|title:||Reference resolution in a speech recognition environment|
Master of Science thesis
Delft University of Technology
|PDF (1.320 KB)|
In this thesis the methods implemented to resolve anaphora in the speech recognition environment of the SPICE-EPG demonstration prototype, an electronic programming guide, of Philips Research are described. The SPICE-EPG uses shallow-parsing, which provides no information about sentence structure and only relevant phrases are returned. To resolve anaphora, syntactic information is very important, and without it anaphora resolution becomes very difficult. To overcome the lack of syntactic information a reference resolution model is used, which determines the preference for referents without needing syntactic information and a set of filters is applied to be able to determine some of the dependencies between different phrases, which are needed to successfully solve anaphora. Three different ways to determine the dependencies between the phrases are employed: looking at the properties of the different phrases and determine the dependency based on the match with these properties, assigning a subphrase to a phrase which indicates the dependency, and assign a superphrase to a phrase which indicates the dependency.
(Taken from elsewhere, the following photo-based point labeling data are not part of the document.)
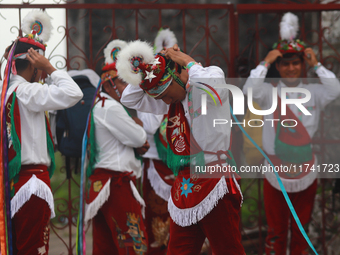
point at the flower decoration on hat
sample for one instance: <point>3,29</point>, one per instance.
<point>165,39</point>
<point>289,27</point>
<point>37,26</point>
<point>138,66</point>
<point>110,54</point>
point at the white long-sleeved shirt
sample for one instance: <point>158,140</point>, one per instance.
<point>33,100</point>
<point>321,95</point>
<point>116,135</point>
<point>208,137</point>
<point>151,123</point>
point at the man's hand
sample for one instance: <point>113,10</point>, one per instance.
<point>138,121</point>
<point>39,61</point>
<point>310,57</point>
<point>272,56</point>
<point>142,150</point>
<point>7,52</point>
<point>177,56</point>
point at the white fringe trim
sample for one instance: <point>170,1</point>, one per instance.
<point>34,186</point>
<point>92,208</point>
<point>292,185</point>
<point>189,216</point>
<point>138,197</point>
<point>161,188</point>
<point>239,189</point>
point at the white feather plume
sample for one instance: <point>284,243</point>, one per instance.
<point>165,38</point>
<point>124,58</point>
<point>289,26</point>
<point>43,18</point>
<point>113,44</point>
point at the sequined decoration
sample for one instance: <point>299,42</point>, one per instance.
<point>37,26</point>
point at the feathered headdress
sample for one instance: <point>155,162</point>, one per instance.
<point>35,21</point>
<point>110,54</point>
<point>138,66</point>
<point>289,27</point>
<point>37,27</point>
<point>165,39</point>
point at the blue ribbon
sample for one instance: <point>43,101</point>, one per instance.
<point>291,207</point>
<point>79,244</point>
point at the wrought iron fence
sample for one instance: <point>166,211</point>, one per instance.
<point>234,37</point>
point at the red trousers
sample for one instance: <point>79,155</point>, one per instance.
<point>220,226</point>
<point>30,228</point>
<point>278,216</point>
<point>118,227</point>
<point>157,218</point>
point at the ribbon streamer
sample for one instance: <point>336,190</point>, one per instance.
<point>291,207</point>
<point>81,240</point>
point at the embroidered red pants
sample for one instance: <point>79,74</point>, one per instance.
<point>278,215</point>
<point>220,226</point>
<point>118,227</point>
<point>30,228</point>
<point>157,218</point>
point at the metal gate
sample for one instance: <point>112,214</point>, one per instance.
<point>234,37</point>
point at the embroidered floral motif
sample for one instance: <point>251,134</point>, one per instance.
<point>97,186</point>
<point>136,240</point>
<point>160,230</point>
<point>139,243</point>
<point>9,134</point>
<point>186,187</point>
<point>42,250</point>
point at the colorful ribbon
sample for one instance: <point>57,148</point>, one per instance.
<point>81,240</point>
<point>5,212</point>
<point>291,207</point>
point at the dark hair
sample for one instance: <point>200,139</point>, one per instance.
<point>290,56</point>
<point>22,64</point>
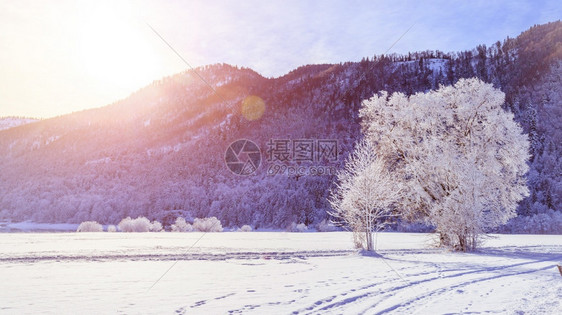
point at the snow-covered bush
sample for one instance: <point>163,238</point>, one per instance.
<point>245,228</point>
<point>294,227</point>
<point>325,226</point>
<point>211,224</point>
<point>140,224</point>
<point>89,226</point>
<point>156,226</point>
<point>549,222</point>
<point>181,225</point>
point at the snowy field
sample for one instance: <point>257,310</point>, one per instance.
<point>274,273</point>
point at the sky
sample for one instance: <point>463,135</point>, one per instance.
<point>60,56</point>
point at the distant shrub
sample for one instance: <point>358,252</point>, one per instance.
<point>156,226</point>
<point>325,226</point>
<point>211,224</point>
<point>245,228</point>
<point>301,227</point>
<point>549,222</point>
<point>89,226</point>
<point>140,224</point>
<point>181,226</point>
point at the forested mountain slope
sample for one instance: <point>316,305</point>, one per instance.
<point>160,152</point>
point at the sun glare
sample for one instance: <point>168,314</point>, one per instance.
<point>115,47</point>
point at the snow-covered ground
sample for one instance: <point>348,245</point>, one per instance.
<point>274,273</point>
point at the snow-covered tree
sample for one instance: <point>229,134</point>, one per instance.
<point>89,226</point>
<point>461,157</point>
<point>364,194</point>
<point>181,225</point>
<point>211,224</point>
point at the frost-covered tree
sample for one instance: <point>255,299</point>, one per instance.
<point>461,157</point>
<point>211,224</point>
<point>364,194</point>
<point>89,226</point>
<point>181,225</point>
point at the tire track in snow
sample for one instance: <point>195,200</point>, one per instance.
<point>385,293</point>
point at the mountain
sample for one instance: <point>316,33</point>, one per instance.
<point>161,152</point>
<point>11,122</point>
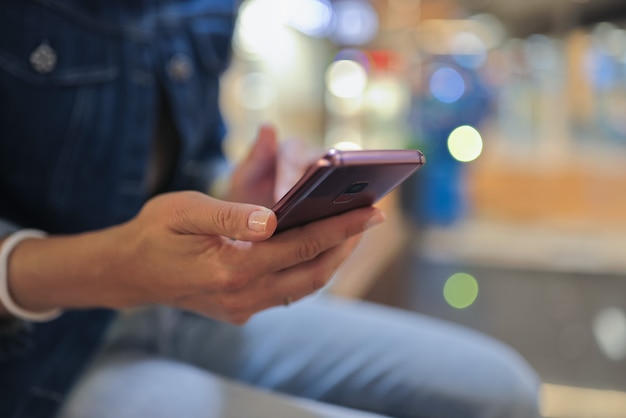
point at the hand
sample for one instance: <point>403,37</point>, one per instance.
<point>269,169</point>
<point>190,251</point>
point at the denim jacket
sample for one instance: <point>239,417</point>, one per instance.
<point>80,87</point>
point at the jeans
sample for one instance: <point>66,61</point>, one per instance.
<point>322,357</point>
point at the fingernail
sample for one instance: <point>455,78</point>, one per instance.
<point>377,218</point>
<point>257,221</point>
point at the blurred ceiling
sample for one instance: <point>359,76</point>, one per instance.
<point>525,17</point>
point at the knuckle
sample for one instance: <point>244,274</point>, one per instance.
<point>308,249</point>
<point>223,217</point>
<point>236,281</point>
<point>239,319</point>
<point>319,281</point>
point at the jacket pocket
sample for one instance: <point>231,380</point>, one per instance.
<point>55,77</point>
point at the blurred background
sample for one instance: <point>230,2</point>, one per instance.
<point>516,226</point>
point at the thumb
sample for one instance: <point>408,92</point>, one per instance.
<point>199,214</point>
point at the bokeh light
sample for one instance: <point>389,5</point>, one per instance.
<point>346,79</point>
<point>311,17</point>
<point>609,330</point>
<point>447,85</point>
<point>355,23</point>
<point>386,97</point>
<point>261,32</point>
<point>468,50</point>
<point>465,143</point>
<point>256,91</point>
<point>460,290</point>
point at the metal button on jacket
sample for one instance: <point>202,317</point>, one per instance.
<point>180,68</point>
<point>43,59</point>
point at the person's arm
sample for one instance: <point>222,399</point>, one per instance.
<point>186,250</point>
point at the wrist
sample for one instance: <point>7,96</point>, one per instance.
<point>10,304</point>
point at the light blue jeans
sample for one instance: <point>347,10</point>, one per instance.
<point>322,357</point>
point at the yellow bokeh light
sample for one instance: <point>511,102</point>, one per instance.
<point>465,143</point>
<point>460,290</point>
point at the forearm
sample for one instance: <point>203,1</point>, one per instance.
<point>62,271</point>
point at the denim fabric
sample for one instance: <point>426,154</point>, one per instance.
<point>162,363</point>
<point>80,82</point>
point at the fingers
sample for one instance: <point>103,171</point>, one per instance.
<point>199,214</point>
<point>305,243</point>
<point>304,279</point>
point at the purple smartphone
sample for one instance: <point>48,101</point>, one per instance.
<point>344,180</point>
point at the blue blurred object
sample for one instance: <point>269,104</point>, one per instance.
<point>438,195</point>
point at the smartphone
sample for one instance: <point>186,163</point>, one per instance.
<point>340,181</point>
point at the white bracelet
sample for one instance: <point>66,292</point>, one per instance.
<point>5,295</point>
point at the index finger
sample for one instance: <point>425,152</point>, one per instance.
<point>304,243</point>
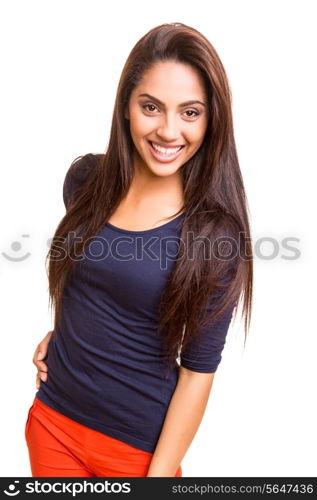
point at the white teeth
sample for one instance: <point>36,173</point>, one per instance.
<point>165,151</point>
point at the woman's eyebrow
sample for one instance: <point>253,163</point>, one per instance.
<point>187,103</point>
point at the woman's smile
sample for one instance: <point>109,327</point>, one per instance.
<point>165,154</point>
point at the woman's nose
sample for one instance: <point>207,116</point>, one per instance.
<point>168,129</point>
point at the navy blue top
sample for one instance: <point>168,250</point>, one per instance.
<point>105,361</point>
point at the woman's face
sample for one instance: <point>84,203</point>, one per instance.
<point>168,117</point>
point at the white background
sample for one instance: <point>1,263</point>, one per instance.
<point>60,66</point>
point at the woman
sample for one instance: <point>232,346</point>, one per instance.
<point>145,271</point>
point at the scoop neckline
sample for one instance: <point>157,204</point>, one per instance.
<point>129,231</point>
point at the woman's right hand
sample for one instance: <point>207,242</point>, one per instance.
<point>39,355</point>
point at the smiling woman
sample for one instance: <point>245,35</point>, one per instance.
<point>137,340</point>
<point>165,126</point>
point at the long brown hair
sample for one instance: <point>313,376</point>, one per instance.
<point>215,207</point>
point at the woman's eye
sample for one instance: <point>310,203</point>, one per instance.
<point>194,113</point>
<point>149,107</point>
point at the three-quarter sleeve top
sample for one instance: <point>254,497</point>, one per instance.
<point>105,360</point>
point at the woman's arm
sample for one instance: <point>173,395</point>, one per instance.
<point>40,354</point>
<point>184,415</point>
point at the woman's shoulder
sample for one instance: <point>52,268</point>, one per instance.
<point>77,174</point>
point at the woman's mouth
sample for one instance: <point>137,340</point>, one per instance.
<point>165,155</point>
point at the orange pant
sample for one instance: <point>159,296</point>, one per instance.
<point>60,447</point>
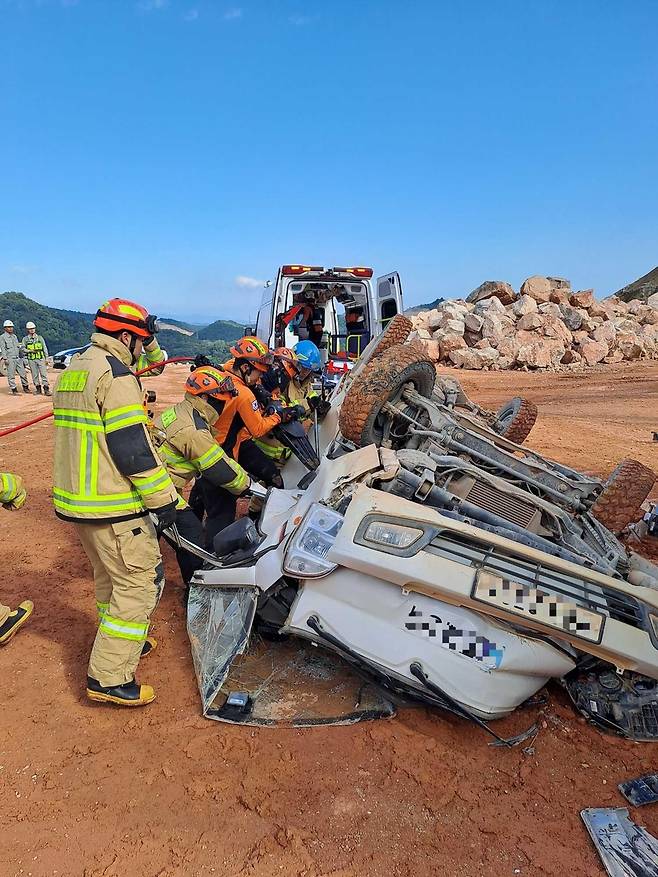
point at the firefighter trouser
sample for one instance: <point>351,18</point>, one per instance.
<point>190,527</point>
<point>39,372</point>
<point>13,366</point>
<point>129,578</point>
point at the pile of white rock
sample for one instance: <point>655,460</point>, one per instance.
<point>546,325</point>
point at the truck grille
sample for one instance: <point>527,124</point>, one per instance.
<point>593,596</point>
<point>508,507</point>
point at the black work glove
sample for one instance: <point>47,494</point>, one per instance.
<point>317,403</point>
<point>293,412</point>
<point>166,516</point>
<point>199,360</point>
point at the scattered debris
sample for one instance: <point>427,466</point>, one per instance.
<point>545,326</point>
<point>642,790</point>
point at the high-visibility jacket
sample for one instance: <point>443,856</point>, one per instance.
<point>10,346</point>
<point>11,490</point>
<point>35,346</point>
<point>186,445</point>
<point>152,354</point>
<point>296,393</point>
<point>106,467</point>
<point>240,417</point>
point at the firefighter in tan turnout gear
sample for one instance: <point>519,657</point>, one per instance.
<point>189,450</point>
<point>107,479</point>
<point>12,496</point>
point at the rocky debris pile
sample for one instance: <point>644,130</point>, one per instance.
<point>546,325</point>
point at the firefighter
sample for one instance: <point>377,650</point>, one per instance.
<point>37,354</point>
<point>107,479</point>
<point>12,496</point>
<point>301,391</point>
<point>188,449</point>
<point>12,352</point>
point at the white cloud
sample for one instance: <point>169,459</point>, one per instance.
<point>248,282</point>
<point>152,5</point>
<point>301,20</point>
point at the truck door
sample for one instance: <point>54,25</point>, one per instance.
<point>388,301</point>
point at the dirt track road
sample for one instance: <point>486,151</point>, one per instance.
<point>161,792</point>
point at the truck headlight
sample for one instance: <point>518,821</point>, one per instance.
<point>306,556</point>
<point>392,535</point>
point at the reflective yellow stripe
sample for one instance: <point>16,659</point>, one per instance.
<point>147,484</point>
<point>9,487</point>
<point>239,482</point>
<point>120,629</point>
<point>119,418</point>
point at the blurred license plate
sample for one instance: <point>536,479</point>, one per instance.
<point>528,601</point>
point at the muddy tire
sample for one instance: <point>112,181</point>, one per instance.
<point>620,502</point>
<point>515,419</point>
<point>379,382</point>
<point>397,332</point>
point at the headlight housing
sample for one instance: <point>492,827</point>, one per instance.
<point>306,556</point>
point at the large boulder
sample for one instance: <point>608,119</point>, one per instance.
<point>493,289</point>
<point>524,305</point>
<point>594,351</point>
<point>449,342</point>
<point>530,322</point>
<point>541,353</point>
<point>474,359</point>
<point>583,299</point>
<point>473,322</point>
<point>537,287</point>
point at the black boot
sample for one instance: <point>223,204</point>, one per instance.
<point>128,694</point>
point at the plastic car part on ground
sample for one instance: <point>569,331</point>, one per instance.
<point>626,849</point>
<point>285,682</point>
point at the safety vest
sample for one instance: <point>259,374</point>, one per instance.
<point>106,468</point>
<point>35,346</point>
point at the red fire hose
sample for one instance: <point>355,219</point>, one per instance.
<point>41,417</point>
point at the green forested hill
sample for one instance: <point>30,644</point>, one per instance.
<point>63,328</point>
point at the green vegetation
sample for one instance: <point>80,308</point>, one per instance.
<point>63,329</point>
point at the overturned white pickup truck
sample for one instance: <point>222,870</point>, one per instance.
<point>431,559</point>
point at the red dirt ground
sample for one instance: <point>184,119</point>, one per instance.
<point>161,792</point>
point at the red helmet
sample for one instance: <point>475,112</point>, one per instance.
<point>288,360</point>
<point>119,314</point>
<point>209,380</point>
<point>254,351</point>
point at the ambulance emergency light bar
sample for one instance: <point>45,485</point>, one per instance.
<point>297,270</point>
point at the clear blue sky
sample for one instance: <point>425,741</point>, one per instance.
<point>162,149</point>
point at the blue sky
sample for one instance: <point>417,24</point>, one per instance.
<point>177,151</point>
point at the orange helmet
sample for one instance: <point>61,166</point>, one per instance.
<point>288,360</point>
<point>119,314</point>
<point>254,351</point>
<point>210,380</point>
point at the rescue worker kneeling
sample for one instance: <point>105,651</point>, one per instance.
<point>12,496</point>
<point>240,420</point>
<point>188,449</point>
<point>107,479</point>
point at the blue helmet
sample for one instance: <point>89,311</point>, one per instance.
<point>308,355</point>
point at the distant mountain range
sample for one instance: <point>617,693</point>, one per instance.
<point>63,329</point>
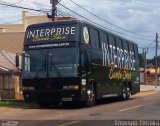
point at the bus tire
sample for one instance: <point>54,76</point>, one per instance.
<point>125,93</point>
<point>43,104</point>
<point>91,96</point>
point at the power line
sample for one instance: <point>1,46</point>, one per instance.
<point>102,25</point>
<point>108,21</point>
<point>143,4</point>
<point>21,7</point>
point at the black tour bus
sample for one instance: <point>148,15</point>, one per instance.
<point>75,61</point>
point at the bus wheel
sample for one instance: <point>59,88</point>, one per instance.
<point>43,104</point>
<point>91,98</point>
<point>125,93</point>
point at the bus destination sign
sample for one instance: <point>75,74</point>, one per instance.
<point>52,34</point>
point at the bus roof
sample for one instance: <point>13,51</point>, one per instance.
<point>75,21</point>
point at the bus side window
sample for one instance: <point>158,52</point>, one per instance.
<point>112,48</point>
<point>126,53</point>
<point>82,62</point>
<point>95,42</point>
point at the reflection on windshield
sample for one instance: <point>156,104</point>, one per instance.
<point>57,62</point>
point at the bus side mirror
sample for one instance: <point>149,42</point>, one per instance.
<point>17,60</point>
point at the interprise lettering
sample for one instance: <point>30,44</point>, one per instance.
<point>53,33</point>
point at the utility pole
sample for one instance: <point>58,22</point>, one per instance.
<point>156,77</point>
<point>54,8</point>
<point>145,50</point>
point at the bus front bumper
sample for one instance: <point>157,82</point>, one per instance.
<point>52,95</point>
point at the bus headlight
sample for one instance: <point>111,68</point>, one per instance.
<point>29,88</point>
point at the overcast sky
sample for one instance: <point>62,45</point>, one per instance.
<point>138,16</point>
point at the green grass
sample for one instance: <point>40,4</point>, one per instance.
<point>16,103</point>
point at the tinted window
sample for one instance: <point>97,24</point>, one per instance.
<point>95,38</point>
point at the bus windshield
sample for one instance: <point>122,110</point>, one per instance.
<point>57,62</point>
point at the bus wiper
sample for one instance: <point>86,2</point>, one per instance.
<point>40,70</point>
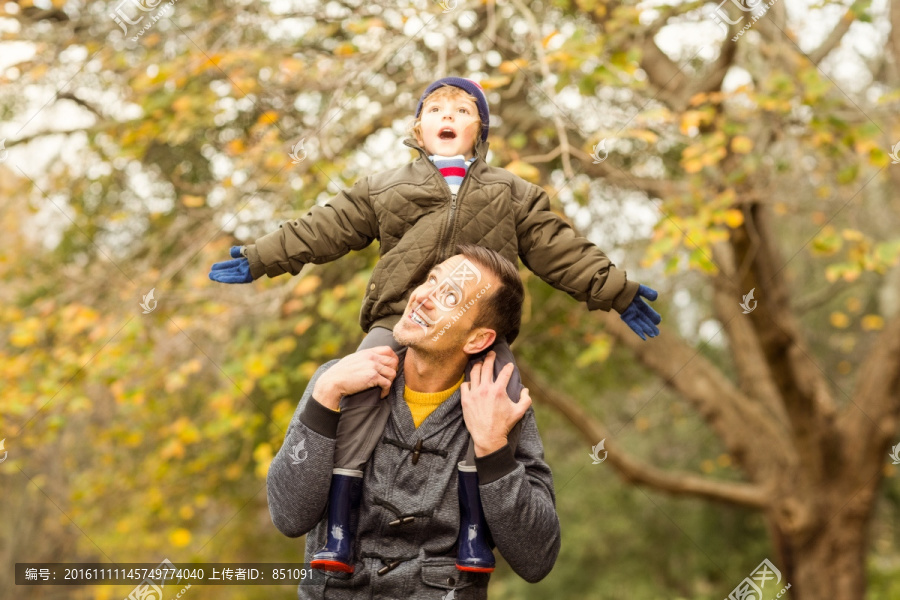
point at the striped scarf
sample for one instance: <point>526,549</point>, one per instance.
<point>453,168</point>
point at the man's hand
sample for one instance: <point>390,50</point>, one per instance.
<point>487,410</point>
<point>374,367</point>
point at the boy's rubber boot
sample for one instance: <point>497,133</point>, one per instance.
<point>474,552</point>
<point>343,511</point>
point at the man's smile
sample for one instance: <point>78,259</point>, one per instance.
<point>416,318</point>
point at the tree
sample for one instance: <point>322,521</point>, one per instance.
<point>769,170</point>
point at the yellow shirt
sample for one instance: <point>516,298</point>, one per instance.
<point>422,404</point>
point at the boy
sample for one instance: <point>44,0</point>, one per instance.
<point>419,213</point>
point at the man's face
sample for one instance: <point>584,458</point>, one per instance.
<point>449,126</point>
<point>439,315</point>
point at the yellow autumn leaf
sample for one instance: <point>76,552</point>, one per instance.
<point>307,285</point>
<point>182,104</point>
<point>689,120</point>
<point>270,117</point>
<point>741,144</point>
<point>508,67</point>
<point>256,367</point>
<point>345,49</point>
<point>193,201</point>
<point>873,323</point>
<point>693,166</point>
<point>839,320</point>
<point>643,134</point>
<point>734,218</point>
<point>180,538</point>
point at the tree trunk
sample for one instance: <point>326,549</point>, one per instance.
<point>830,563</point>
<point>822,541</point>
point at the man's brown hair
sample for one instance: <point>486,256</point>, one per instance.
<point>501,310</point>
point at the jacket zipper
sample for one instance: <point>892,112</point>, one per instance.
<point>453,198</point>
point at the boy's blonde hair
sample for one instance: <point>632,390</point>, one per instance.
<point>448,92</point>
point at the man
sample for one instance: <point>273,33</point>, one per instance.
<point>419,507</point>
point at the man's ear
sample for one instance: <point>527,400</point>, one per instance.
<point>479,339</point>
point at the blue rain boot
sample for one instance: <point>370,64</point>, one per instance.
<point>343,510</point>
<point>474,552</point>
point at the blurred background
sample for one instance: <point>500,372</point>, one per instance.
<point>710,150</point>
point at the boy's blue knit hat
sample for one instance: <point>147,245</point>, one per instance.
<point>470,86</point>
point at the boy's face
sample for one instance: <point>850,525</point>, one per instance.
<point>449,126</point>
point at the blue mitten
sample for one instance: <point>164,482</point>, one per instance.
<point>640,317</point>
<point>232,271</point>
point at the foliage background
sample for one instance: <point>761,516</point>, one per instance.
<point>134,165</point>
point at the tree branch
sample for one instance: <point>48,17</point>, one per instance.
<point>744,426</point>
<point>837,34</point>
<point>870,422</point>
<point>635,471</point>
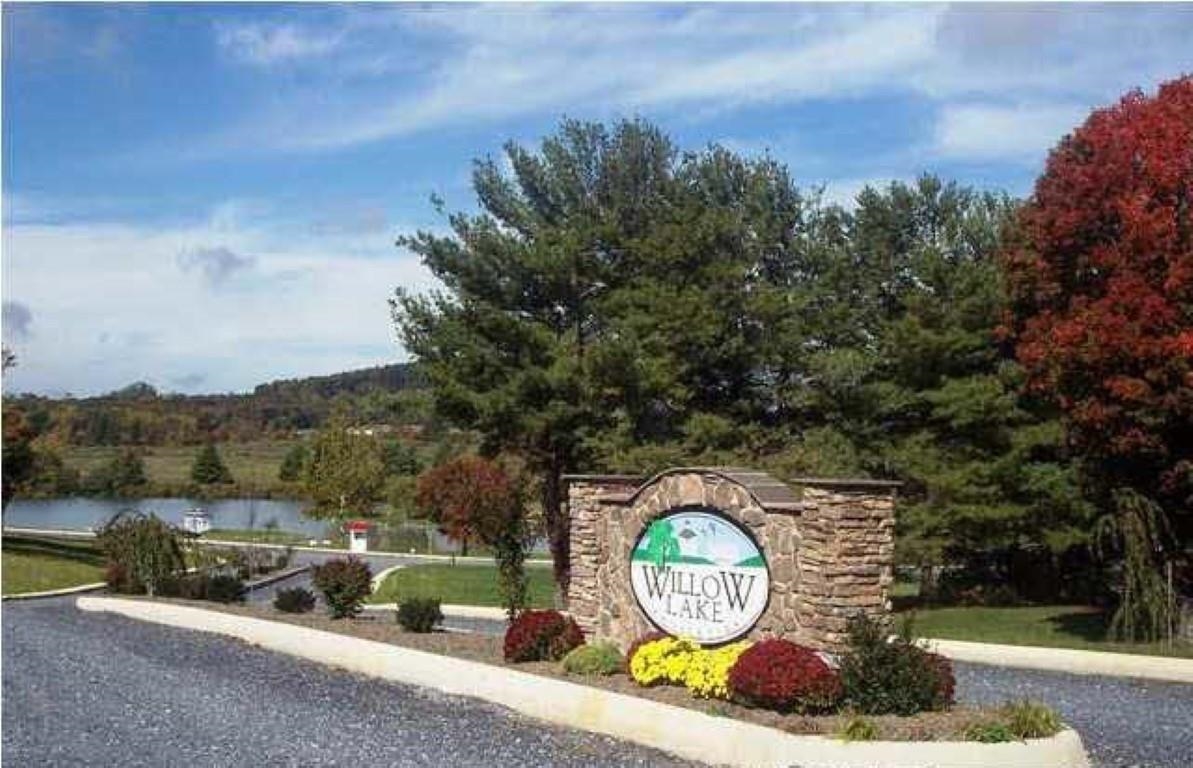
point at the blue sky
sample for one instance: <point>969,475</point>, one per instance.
<point>206,197</point>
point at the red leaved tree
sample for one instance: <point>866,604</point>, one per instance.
<point>1101,289</point>
<point>473,497</point>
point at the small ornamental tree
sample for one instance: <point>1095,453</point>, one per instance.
<point>294,464</point>
<point>345,582</point>
<point>1101,288</point>
<point>345,474</point>
<point>474,497</point>
<point>209,468</point>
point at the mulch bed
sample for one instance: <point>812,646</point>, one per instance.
<point>487,649</point>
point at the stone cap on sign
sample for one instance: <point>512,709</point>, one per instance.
<point>844,482</point>
<point>770,493</point>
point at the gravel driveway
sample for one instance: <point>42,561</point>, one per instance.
<point>98,689</point>
<point>1122,722</point>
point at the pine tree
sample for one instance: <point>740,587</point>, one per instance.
<point>209,468</point>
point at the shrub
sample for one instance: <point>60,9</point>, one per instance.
<point>419,614</point>
<point>599,658</point>
<point>345,583</point>
<point>649,637</point>
<point>223,588</point>
<point>682,662</point>
<point>118,580</point>
<point>541,636</point>
<point>146,547</point>
<point>858,729</point>
<point>185,586</point>
<point>296,600</point>
<point>780,675</point>
<point>1031,719</point>
<point>884,675</point>
<point>989,732</point>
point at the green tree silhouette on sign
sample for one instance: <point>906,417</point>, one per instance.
<point>661,543</point>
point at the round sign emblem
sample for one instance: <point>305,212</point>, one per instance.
<point>699,575</point>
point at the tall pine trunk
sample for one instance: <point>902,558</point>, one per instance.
<point>557,528</point>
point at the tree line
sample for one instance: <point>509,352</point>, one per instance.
<point>142,416</point>
<point>618,304</point>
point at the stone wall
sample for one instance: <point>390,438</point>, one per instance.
<point>828,545</point>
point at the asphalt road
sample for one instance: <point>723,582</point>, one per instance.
<point>98,689</point>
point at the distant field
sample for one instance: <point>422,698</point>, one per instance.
<point>252,464</point>
<point>462,584</point>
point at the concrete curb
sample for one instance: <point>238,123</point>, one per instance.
<point>684,732</point>
<point>1166,668</point>
<point>57,593</point>
<point>381,577</point>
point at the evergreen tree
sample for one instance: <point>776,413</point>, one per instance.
<point>209,468</point>
<point>937,401</point>
<point>294,464</point>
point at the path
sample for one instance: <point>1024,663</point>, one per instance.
<point>98,689</point>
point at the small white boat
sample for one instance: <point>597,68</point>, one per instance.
<point>197,521</point>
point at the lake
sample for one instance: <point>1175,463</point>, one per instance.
<point>84,514</point>
<point>79,514</point>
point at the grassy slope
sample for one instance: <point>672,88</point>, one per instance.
<point>461,584</point>
<point>252,464</point>
<point>35,564</point>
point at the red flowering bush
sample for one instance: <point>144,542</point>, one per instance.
<point>649,637</point>
<point>784,676</point>
<point>542,636</point>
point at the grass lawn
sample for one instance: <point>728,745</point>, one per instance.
<point>1051,626</point>
<point>37,564</point>
<point>462,584</point>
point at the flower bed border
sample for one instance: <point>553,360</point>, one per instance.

The first method is applied when two different phrases do not necessarily appear next to each other, but other unrelated phrases can occur between them. The second method is suitable when the two phrases always occur next to each other, and one of them provides extra information about the other. The third method is employed when a so called compound reference occurs: a phrase refers to a property of another phrase, which is a reference itself. This group of methods is tested on a small corpus, which is based on examples of reference given by co-workers, based on their ideas about the type of references which the electronic programming guide should ideally be able to handle. Offline tests show that the chosen method is adequate in resolving references which fall within the scope of the project. Online tests however show that additional measures must be taken to solve certain problems with speech recognition errors.